December Issue 2001
Hodges Taylor Gallery in Charlotte, NC, Features Photography of Susan Page
Hodges Taylor Gallery in Charlotte, NC, continues its series of solo photography exhibitions in the Photography Room with Susan Page's Nanyori Series. The exhibition opens on Dec. 7 and continues through Jan. 26, 2002. The artist will discuss her work in an informal gallery talk at 7pm on Dec. 7.
North Carolina photographer, Susan Page developed this body of work, entitled Nanyori, from her journal that she kept during a recent trip to Africa with Global Partners for Development. Global Partners, a nonprofit organization, builds partnerships between US citizens and African communities by supporting child survival and development, enabling women to improve family health and working for the end of hunger.
The title, Nanyori, comes from the Maasai name for one who is beloved. The photographer's selection of details explores the physicality of women's labor and endurance as well as the strength and spirituality of women in the Maasai culture. The series of ten Epson prints is derived from a combination of plant material and small Polaroid proofs. Page created these images in her journal as she traveled.

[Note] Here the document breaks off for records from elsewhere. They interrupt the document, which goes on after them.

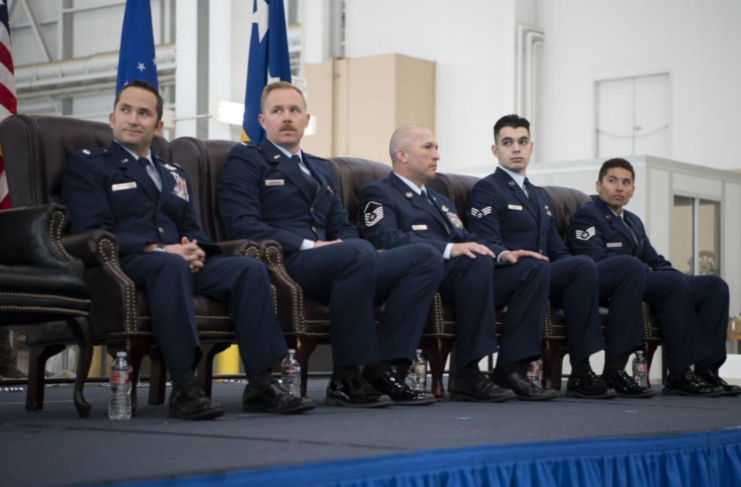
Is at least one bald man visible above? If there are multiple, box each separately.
[358,125,557,402]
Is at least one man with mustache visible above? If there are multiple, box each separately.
[219,82,442,407]
[358,125,558,402]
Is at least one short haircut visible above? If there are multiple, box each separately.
[260,81,306,111]
[494,113,530,143]
[113,79,164,123]
[597,157,636,184]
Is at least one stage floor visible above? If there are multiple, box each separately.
[0,379,741,486]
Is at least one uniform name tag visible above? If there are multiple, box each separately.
[111,181,136,191]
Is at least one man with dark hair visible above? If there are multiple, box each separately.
[219,82,442,407]
[568,159,741,396]
[468,115,653,399]
[358,125,558,402]
[62,81,314,419]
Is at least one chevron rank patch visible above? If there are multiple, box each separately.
[363,201,383,227]
[576,227,597,240]
[471,206,491,218]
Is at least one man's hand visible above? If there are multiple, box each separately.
[499,250,550,264]
[450,242,496,259]
[314,238,342,249]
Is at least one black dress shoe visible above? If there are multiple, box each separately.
[324,374,392,408]
[168,379,224,420]
[566,370,617,399]
[449,370,515,402]
[697,370,741,396]
[366,372,437,406]
[491,369,558,401]
[242,380,314,414]
[663,369,726,397]
[602,369,654,399]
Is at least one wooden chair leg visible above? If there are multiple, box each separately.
[148,352,167,406]
[543,338,568,391]
[26,344,65,411]
[67,318,93,419]
[420,337,454,401]
[643,340,666,387]
[197,342,232,397]
[296,336,317,397]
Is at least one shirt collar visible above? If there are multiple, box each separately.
[394,172,426,196]
[114,139,154,164]
[267,137,304,162]
[497,166,525,191]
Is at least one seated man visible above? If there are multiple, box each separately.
[358,125,557,402]
[568,159,741,396]
[219,82,442,407]
[468,115,653,399]
[62,81,314,419]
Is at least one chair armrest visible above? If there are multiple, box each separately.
[214,240,260,260]
[260,240,305,335]
[0,203,74,269]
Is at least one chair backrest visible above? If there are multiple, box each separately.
[0,115,170,207]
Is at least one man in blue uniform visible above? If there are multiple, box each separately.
[468,115,653,399]
[219,82,442,407]
[62,81,314,419]
[358,125,557,402]
[568,159,741,396]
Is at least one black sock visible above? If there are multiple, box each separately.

Upon her return, Page showed the journal to several curators who appreciated the feel of the book as it was. The photographer decided the best tool to recreate the feel of the journal was to use computer scan. Once the images were scanned the artist worked with the images in the computer, making changes to create stronger images. The journal has its own life with the flowers drying and changing color; the Epson prints are a way of freezing the journal in time, a record of the initial moment of creation when the ideas and elements are fresh. This is the artist's first project to be executed completely digitally.
An innovator with different photographic surfaces, Page often prints on cloth, relating the works to the veiled figures of women in some of her photographs. In other works, she distresses the negatives to create the mood she is after. Many of her images are printed in warm sepia-tones. Often, Page uses the format of the diptych to juxtapose disparate images and enhance their meaning in the new context. The "Nanyori" pieces carry Page's trademark of quiet monumental strength of forms with the use of color and combination of materials.
Page has investigated women as subject matter over the course of her career. Several years ago, she took photos of women in the mills around Belmont, NC, as well as nuns in the south of Italy followed by a series of Arab women in Israel. A recent body of work deals with the artist's own experience of breast cancer by taking self-portraits throughout the process of surgery and chemotherapy. Throughout this exploration, Page's themes of spirit and spirituality of women, the seen and unseen, remain consistent.
Also, on display during the month of Dec. is the second in Hodges Taylor Gallery's new series of fine print publications, monotypes by Raymond Chorneau, entitled Return to Paris Mountain. Phillip Garrett, master printer at King Snake Press, assisted Chorneau in the production of the second series of monotypes this fall. Other fine print publications are in the works and will be announced in the coming months.
An installation of work by renowned glass artist, William Morris, is now in the gallery in conjunction with his exhibition at the Mint Museum of Craft + Design in Charlotte. His mastery of the medium is well demonstrated by these works in the intimate setting of the gallery.